Mais aujourd’hui ce qui désole justement le plus, c’est de constater que tout, et surtout l’École et ses apprentissages, ne sont réduits qu’à cette première partie très terre-à-terre. Fait-elle vraiment sens pour les jeunes ? On leur dit qu’ils doivent être présents en classe, apprendre et se tenir correctement pour réussir leur avenir. Ils doivent canaliser une énorme énergie, se discipliner pour obtenir un métier, de la reconnaissance et de l’estime. Est-ce si sûr ? Pour l’ambitieux, qui se fie à la profusion de messages médiatiques et politiques, la réussite ne passe pas par l’école, mais par les réseaux. Comment leur faire donc croire en ce discours quand on impose une rigueur contraignante qui passe plus pour une injustice et une perte de temps que pour un moyen ? Comment leur donner confiance en nous, en l’école, avoir de l’autorité en somme quand on diminue l’école à ce quasi-mensonge, ou en tout cas à ce qu’une toute petite voix leur dit d’inverse à ce que cet assourdissant vacarme médiatique proclame ? Fort heureusement, ce n’est pas tant un constant d’échec pour l’école que pour un modèle de société. Le souci pour l’école, c’est quand elle se fait le relais de ce paradigme idéologique et qu’en plus elle croit s’en faire une force. Elle ne dupe qu’elle-même ! À vrai dire, dans son effet, elle réussit toujours à transmettre savoirs, connaissances et compétences et à former ces « ouvriers qualifiés ». On a d’ailleurs oublié que l’école de Jules Ferry avait plus insidieusement cette vocation que celle d’ouvrir tout un chacun aux Lettres et à la Culture. Le cynisme se donne bonne figure, et même si l’école avait su tirer son épingle du jeu un temps, il revient au galop. Ce qui est inquiétant, c’est qu’en revanche elle semble du coup de plus en plus passer à côté de cette vocation bien plus noble : celle de rempart contre ce cynisme. Ce rempart qui permet de protéger ce qui est inscrit au fronton de tous nos établissements publics : Liberté, Égalité, Fraternité !

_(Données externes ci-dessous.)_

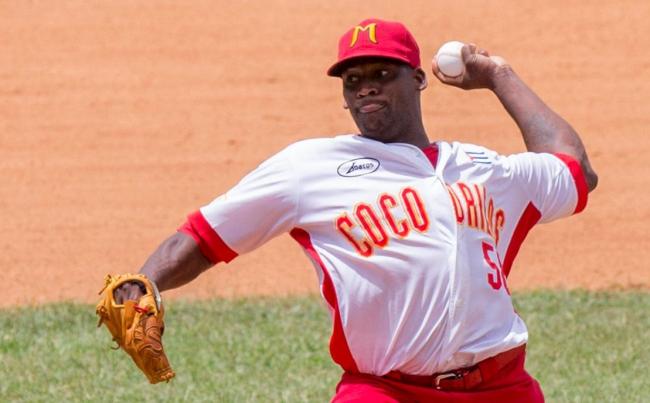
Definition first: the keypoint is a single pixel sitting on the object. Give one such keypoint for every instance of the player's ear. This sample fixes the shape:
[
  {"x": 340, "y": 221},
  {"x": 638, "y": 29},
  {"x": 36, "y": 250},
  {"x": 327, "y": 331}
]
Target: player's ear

La violence du pragmatisme : l’absence de sens et de lien

Pour revenir à l’idée du sens, le monde est interactions. Il est un enchevêtrement de relations qui le rendent beau, qui lui donnent tout son intérêt, toute sa profondeur. Quand tout est ramené au « vital », tout devient plat et insipide. Tout comme le discours qui le porte. À ce titre, même si du coup l’on pense travailler et agir par l’emploi de cette autorité douce, on secoue cet épouvantail de l’avenir : travaille, ou tu échoueras, tu seras marginalisé(e) ! En somme, on essaye de faire peur. Est-ce vraiment ça, l’Auctoritas ? Est ce qu’on a vraiment tiré les bonnes leçons ? La vie se résume-t-elle à la nutrition, à la sécurité ? Ces disciplines qu’on enseigne à l’école n’ont-elles vocation qu’à satisfaire ces besoins ? Évidemment que non. Elles nourrissent en premier lieu cette conscience humaine. Alors pourquoi, si nous perdons tant de temps, d’énergie et d’argent à transmettre ces savoirs, croyons-nous que les élèves ne puissent pas être touchés par autre chose ? Pourquoi pour les motiver ne leur parlons-nous pas de ce qui émerveille dans ce monde ?
J’entends trop souvent ces propos cyniques où l’on me dit que « tous les élèves ne sont pas fait pour l’école », qu’ils sont justement eux-mêmes très « premier degré », très matérialistes » … En même temps, l’école participe aussi à la transmission de cette vision. Mais de plus, c’est bel et bien de cette idée d’une école à vocation pratique dont on parle à cette occasion : cette école qui ne voit son savoir que comme un bagage à vendre et à exploiter.

Pessimisme du discours institutionnel ou joie d’apprendre ?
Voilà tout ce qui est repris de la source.